In many business settings, strategy is a word that has cachet. It seems to have a little less today, with the word execution gaining quickly, but it still carries some weight.

At its essence, strategy (the “how”) is a way to accomplish an objective (the “what”). In terms of a marketing strategy, if the objective of marketing is to select, serve and satisfy customers in a profitable manner, then a marketing strategy is the way a company accomplishes those objectives, which may include segmentation studies, competitive analysis, and the tactical 4 Ps (Promotion, Place, Product, Price).

A famous figure in the world of strategy was a general named Sun Tzu.

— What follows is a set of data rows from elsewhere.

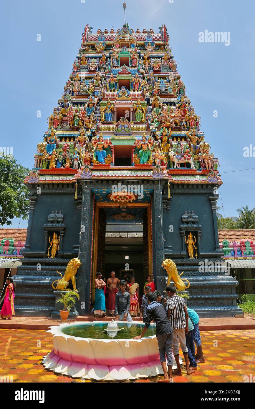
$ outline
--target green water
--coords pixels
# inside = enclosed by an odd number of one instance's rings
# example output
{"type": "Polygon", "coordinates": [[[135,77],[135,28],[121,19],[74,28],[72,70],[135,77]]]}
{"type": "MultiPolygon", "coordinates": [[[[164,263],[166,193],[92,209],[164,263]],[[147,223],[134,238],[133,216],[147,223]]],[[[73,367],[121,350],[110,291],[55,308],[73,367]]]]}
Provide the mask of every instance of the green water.
{"type": "MultiPolygon", "coordinates": [[[[114,338],[115,339],[125,339],[132,338],[133,337],[140,335],[144,328],[143,324],[132,324],[126,322],[118,323],[118,331],[117,335],[111,334],[108,335],[105,328],[107,328],[108,323],[102,322],[95,324],[81,324],[81,325],[70,325],[63,328],[62,332],[67,335],[78,337],[79,338],[90,338],[100,339],[109,339],[114,338]]],[[[151,324],[146,331],[145,337],[151,337],[156,335],[156,324],[151,324]]]]}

He lived in northeastern China about 2500 years ago and was considered an expert in military strategy due to his many victories on the battlefield. Many successful military leaders (like General Patton) and business executives (like Jack Welch, the former GE CEO) have attributed their victories to their application of Sun Tzu's principles (see The Art of War for Executives by D.G. Krause and The Six Principles from Sun Tzu and the Art of Business: Six Principles for Managers by Mark McNeilly).

Sun Tzu wrote about four areas, among others, that we could apply to the testing of marketing strategy: speed, strengths and weaknesses, alliances, and successful market capture.

Speed

Market timing and speed are critical to many industries, such as technology, pharmaceuticals, and some consumer goods. Although many writers have challenged the first-mover advantage approach, it is still valuable to have the capability to execute quickly and deliberately.

Depending on the current maturity of the market, being able to time a market window and execute a fast launch may be the difference between gaining substantial mind-and-market share or none at all. This scenario has played itself out, writ large, in the chip business—as Intel, AMD and others try to be the first-to-market and the first to capture the “heavy using” innovators and early adopters (see Diffusion of Innovations).

In technology markets, for example, the top three competitors often have market shares of 50%, 15%, and 5%, respectively, depending on being first-to-market, having proprietary technology, and having overwhelming superiority or functionality.